Dave Heath occupe une place singulière dans l’histoire de la photographie américaine. Influencé par Eugene W. Smith et par les maîtres de l’école de Chicago dont Aaron Siskind et Harry Callahan, il ne peut être pourtant considéré ni comme un photographe documentaire ni comme un photographe expérimental. Sa photographie est avant tout une manière d’attester de sa présence au monde en reconnaissant en l’autre un alter ego absorbé dans ses tourments intérieurs. Il sera l’un des premiers, dès les années 1950, à exprimer aussi radicalement le sentiment d’aliénation et d’isolement inhérent à la société moderne.

Abandonné par ses parents à l’âge de 4 ans en 1935, Dave Heath connaît une enfance douloureuse à Philadelphie entre orphelinats et familles d’accueil. À 15 ans, un essai dans Life, « Bad Boy’s story » de Ralph Crane sur un jeune orphelin de Seattle, décide de son sort : « Je me suis immédiatement reconnu dans cette histoire et j’ai aussi reconnu la photographie comme mon moyen d’expression ».
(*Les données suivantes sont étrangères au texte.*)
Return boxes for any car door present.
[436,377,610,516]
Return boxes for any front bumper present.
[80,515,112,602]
En 1952, à 21 ans, Dave Heath est incorporé dans l’armée et envoyé en Corée comme mitrailleur. C’est là qu’il capte ses premiers paysages intérieurs (inner landscapes) en photographiant ses camarades soldats loin des combats, dans des moments intimes, absorbés dans leurs pensées, tentant de saisir « la vulnérabilité d’une conscience tournée vers elle-même ».

La rue américaine, à Philadelphie, Chicago ou New York où il s’installe en 1957, lui permet de préciser sa recherche : « Mes photos ne sont pas sur la ville mais nées de la ville. La ville moderne comme scène, les passants comme acteurs qui ne jouent pas une pièce mais sont eux-mêmes cette pièce. [...] Baudelaire parle du flâneur dont le but est de donner une âme à cette foule ».

Au-delà de l’enregistrement d’une scène ou d’un événement — presque toutes ses photographies sont dénuées d’indices de lieux, de dates ou d’actions — Dave Heath cherche à traduire avant tout une expérience du monde, quelque chose de vécu, d’éprouvé : la tension, dans l’espace public, entre la proximité contrainte des corps et l’isolement des individus, comme perdus en eux-mêmes. Alors il isole des figures dans la foule et emplit son cadre de leurs présences « absentes au monde ».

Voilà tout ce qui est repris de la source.